有一天,吕竹的卡刷爆了,她查了他账单,里面有商场的高消费。
她给他开的金额不高,买那些昂贵物品的钱对现在有一定经济能力的她来说,是小数字,但对于他一个学生,和常年奉行勤俭节约的家庭教育来说,就不一般。
他买那些东西给谁?
很快,她就找到原因,再过不久,就是她的生日了。
果然在她生日前一星期,他距上次一别后,首次主动来电话邀请她,去外面餐厅见面,要为她庆祝生日,她心中一块石头便落地了。
“老师。”助手眯着眼打量她,一口一口吸着烟,散发的老烟枪味道让周围人频频咳嗽,等到第一声咳响起,他就回头,声音低沉地说:“抱歉,我马上熄了。”
“没、没关系。
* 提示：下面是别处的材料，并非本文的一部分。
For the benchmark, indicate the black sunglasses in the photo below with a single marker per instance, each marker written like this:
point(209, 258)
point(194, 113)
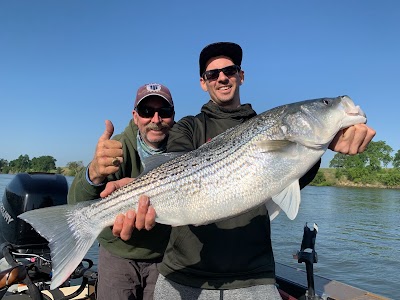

”对方一脸羞涩。
烟到底没熄,他夹在手里,烟熏燎燎。
人类在外貌意识上,不分男女,当他(她)意识到自己有一副好皮囊,就会第一时间拿出来炫耀,不管是有意无意。
这个世界,唯一不会耍帅的男人,可能只剩流着两条鼻涕和绷着纸尿布爬来爬去的吕竹了。
吕虹一笑,助手呆了一下,说:“老师今天很漂亮,要约会?”
“是啊。”总是有点不自信的小女人,大大方方承认了,“所以快点结束这章内容,今天我的时间是别人的。”
打从进餐厅起,吕虹就笑眯眯的,对面人精心安排,却频频出状况,比如他订了座位,却没料到人们趋之若鹜的餐厅连订的座位也要排队,前面客人每个拖延十分钟,累积到他们,即便准点到,也多等了一个小时。
吕虹就在旁看他跟服务员沟通,觉得他那慢条斯理半天讲不清把服务员都惹着急的样子,呆萌可爱极了,都忘了这种沟通交流的事从来都是她去做的,就看着他为了她,努(费)力用他的方式与外面的世界打交道。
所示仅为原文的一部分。